Moscou (awp/afp) - Les autorités russes, entre fascination et méfiance face au phénomène des crypto-monnaies, ont effectué un premier pas vers une régulation des devises virtuelles en présentant un projet de loi visant à mieux contrôler leur production et leur utilisation.

Ce texte en cours d'élaboration "prévoit la définition du statut des technologies numériques utilisées dans la sphère financière (...) dont les crypto-monnaies", tout en réaffirmant que "le rouble est la seule et unique monnaie légale en Fédération de Russie", a indiqué le ministère des Finances dans un communiqué.

Le projet, qui doit être validé par le gouvernement puis soumis au Parlement, "permettra de réduire considérablement le risque de fraudes", assure le ministère. Il "contribuera à créer un régime fiscal transparent pour les opérations avec les crypto-monnaies, ce qui conduira à une augmentation des rentrées fiscales pour le budget".

Ce projet russe s'ajoute un nombre croissant d'initiatives dans le monde pour encadrer ce phénomène qui affole la planète financière comme le montre l'envolée du bitcoin en 2017 mais aussi sa violente rechute en début de cette année sous le coup d'indications d'un durcissement des autorités à l'égard des crypto-monnaies, notamment en Corée du Sud et en Chine.

De nombreux Russes, entrepreneurs ou particuliers, se sont convertis et sont devenus des "mineurs" qui produisent cette monnaie, ce qui nécessite de complexes opérations réalisées par de puissants ordinateurs.

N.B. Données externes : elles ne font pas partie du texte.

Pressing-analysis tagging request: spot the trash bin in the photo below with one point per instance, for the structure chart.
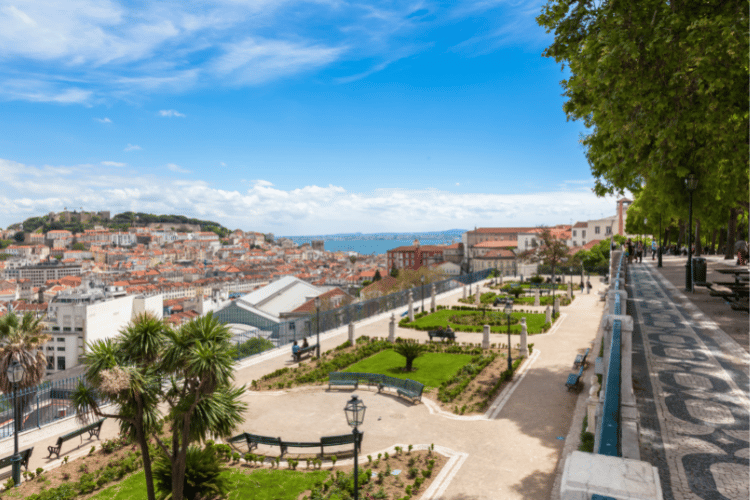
(699, 270)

Certains profitent des températures glaciales de certaines régions russes pour régler le problème de la chaleur dégagée par ces machines.

Longtemps méfiantes, les autorités russes ont commencé à plancher en octobre pour donner une première base légale aux monnaies virtuelles comme le bitcoin, qui attisent les convoitises en Russie.

Signe de la difficulté à mettre au point un tel cadre, le ministère des Finances fait état de désaccords avec la banque centrale, dont la position est plus restrictive.

Lors d'un forum économique mi-janvier à Moscou, le premier sous-gouverneur de la banque centrale Sergei Chvetsov, avait exprimé des inquiétudes sur "l'effet Viagra" des crypto-monnaies.

- 'EFFET VIAGRA'-

"Le Viagra a été inventé par hasard. Il s'agissait d'un sous-produit lié à la recherche sur un médicament pour les muscles du coeur. Le résultat s'est avéré très différent. Pour les crypto-monnaies, nous soupçonnons qu'une solution conçue comme un moyen de paiement (...) constitue en réalité une excellente plateforme pour une pyramide financière", un montage financier frauduleux, a-t-il déclaré.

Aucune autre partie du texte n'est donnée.